Dr. Tukufu Zuberi is familiar to millions of viewers on the popular PBS “History Detectives” program, a television series in its eighth season devoted to “exploring the complexities of historical mysteries, searching out the facts, myths and conundrums that connect local folklore, family legends and interesting objects,” according to its Web site.
His day job?
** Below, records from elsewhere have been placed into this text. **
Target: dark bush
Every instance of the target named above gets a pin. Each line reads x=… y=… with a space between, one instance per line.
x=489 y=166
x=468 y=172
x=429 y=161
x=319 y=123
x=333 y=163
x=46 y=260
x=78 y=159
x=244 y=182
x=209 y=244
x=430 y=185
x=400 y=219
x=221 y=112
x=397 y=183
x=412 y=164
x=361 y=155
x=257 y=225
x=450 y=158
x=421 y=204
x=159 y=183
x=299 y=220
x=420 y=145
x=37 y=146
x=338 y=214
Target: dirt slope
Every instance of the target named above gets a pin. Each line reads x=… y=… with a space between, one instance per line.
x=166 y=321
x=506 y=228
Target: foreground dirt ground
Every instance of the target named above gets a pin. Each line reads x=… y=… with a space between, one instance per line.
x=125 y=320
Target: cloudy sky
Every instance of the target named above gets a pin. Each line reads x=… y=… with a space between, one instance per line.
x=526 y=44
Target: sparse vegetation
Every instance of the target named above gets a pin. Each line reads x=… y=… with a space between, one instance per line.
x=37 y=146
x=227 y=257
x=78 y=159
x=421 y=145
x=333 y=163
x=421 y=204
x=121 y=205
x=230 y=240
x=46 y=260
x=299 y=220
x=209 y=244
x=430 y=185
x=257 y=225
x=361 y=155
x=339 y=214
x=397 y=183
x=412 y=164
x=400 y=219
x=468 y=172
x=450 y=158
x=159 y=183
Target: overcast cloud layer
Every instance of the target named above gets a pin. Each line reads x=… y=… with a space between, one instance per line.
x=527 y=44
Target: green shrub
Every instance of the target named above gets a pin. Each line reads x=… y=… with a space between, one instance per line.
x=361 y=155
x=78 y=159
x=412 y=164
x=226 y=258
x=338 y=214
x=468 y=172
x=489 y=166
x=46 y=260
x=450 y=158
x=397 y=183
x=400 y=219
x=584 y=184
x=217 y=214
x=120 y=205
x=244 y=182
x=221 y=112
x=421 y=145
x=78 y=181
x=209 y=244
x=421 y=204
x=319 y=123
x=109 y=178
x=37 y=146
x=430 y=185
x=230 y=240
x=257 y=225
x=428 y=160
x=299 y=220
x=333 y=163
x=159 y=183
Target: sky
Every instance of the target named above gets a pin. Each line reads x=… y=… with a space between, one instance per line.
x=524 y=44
Zuberi is the Lasry Family Endowed Professor of Race Relations at the University of Pennsylvania, where he serves as chair of the sociology department.He still finds time in between teaching and filming his television show to cha cha, waltz and swing with his student-instructor at Penn.
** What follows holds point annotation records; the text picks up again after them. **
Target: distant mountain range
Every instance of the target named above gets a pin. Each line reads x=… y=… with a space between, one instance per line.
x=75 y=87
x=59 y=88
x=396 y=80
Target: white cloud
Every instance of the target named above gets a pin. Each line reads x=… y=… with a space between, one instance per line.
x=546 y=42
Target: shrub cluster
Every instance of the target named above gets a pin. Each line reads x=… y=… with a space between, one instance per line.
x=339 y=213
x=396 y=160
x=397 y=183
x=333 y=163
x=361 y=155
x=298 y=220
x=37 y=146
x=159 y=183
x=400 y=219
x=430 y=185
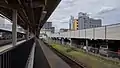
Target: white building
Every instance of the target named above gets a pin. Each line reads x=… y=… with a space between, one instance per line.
x=85 y=22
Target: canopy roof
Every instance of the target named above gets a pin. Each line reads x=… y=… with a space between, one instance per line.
x=32 y=14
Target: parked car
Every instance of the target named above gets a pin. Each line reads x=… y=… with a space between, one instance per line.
x=105 y=51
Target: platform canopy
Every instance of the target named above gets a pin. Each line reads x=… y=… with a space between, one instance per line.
x=32 y=14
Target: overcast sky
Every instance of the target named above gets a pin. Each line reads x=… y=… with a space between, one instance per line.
x=107 y=10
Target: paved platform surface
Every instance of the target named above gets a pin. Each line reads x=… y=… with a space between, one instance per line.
x=3 y=48
x=53 y=60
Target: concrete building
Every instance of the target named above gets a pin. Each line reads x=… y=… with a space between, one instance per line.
x=63 y=30
x=47 y=25
x=71 y=22
x=85 y=22
x=75 y=24
x=47 y=29
x=52 y=29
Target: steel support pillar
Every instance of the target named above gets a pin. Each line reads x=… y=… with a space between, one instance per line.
x=70 y=42
x=27 y=33
x=14 y=28
x=86 y=41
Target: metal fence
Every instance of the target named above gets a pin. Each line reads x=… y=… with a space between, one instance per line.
x=17 y=56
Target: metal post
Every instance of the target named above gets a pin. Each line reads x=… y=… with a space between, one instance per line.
x=14 y=27
x=27 y=33
x=86 y=45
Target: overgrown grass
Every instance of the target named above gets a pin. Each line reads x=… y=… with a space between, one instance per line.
x=90 y=60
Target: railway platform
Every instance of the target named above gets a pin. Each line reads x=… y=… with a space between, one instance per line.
x=53 y=60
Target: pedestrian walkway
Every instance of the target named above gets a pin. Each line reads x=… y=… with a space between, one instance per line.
x=53 y=60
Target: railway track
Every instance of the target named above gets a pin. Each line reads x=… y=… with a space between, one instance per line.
x=72 y=63
x=5 y=42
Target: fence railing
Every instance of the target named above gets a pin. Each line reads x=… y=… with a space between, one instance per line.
x=17 y=56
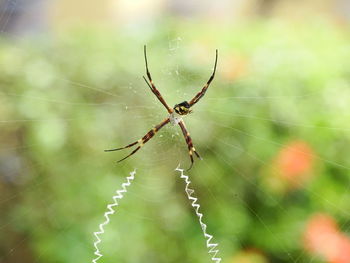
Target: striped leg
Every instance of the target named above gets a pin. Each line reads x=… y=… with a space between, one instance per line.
x=188 y=139
x=153 y=87
x=143 y=140
x=204 y=89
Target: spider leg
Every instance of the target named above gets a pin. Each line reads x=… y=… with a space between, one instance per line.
x=188 y=140
x=143 y=140
x=204 y=89
x=152 y=86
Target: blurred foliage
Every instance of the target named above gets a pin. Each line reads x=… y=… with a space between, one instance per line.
x=64 y=99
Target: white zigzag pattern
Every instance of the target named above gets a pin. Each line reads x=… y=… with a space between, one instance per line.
x=211 y=246
x=119 y=195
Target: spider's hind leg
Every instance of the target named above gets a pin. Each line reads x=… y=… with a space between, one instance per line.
x=143 y=140
x=117 y=149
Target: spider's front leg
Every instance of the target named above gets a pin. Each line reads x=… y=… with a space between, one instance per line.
x=153 y=87
x=188 y=140
x=149 y=135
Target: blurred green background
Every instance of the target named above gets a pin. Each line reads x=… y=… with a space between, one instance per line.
x=273 y=130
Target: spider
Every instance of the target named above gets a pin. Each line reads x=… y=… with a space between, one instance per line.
x=175 y=115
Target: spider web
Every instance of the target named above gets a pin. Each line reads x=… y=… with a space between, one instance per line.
x=44 y=132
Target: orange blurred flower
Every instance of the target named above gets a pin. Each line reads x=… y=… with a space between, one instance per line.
x=249 y=256
x=322 y=237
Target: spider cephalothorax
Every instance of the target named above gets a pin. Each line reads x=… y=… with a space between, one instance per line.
x=182 y=108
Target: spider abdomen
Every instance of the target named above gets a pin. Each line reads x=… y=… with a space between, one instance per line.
x=182 y=108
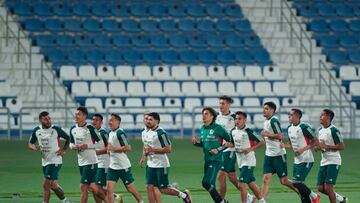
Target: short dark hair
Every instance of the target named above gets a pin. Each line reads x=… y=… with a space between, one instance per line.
x=83 y=109
x=329 y=113
x=211 y=110
x=297 y=111
x=99 y=116
x=116 y=116
x=241 y=113
x=155 y=115
x=227 y=98
x=272 y=105
x=43 y=114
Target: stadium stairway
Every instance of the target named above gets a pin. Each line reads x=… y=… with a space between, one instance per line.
x=265 y=17
x=30 y=81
He is one of eight professors selected to participate in an on-campus “Dancing with the Professors” extravaganza modeled after ABC’s hit show, “Dancing with the Stars.”
“I can’t dance a lick,” says Zuberi. “The rehearsals have been filled with a lot of sweat, pain and fun.”
Despite his celebrity status as one of the nation’s most recognized Black intellectuals, Zuberi, who first burst onto the national scene in the early 1990s, has found a way to hone all of his academic interests without forcing himself to choose one discipline over another.
“I am trying to be a scholar like W.E.B. Du Bois,” says Zuberi, who authored numerous texts including Thicker Than Blood: An Essay on How Racial Statistics Lie.
“Du Bois was an interdisciplinary scholar.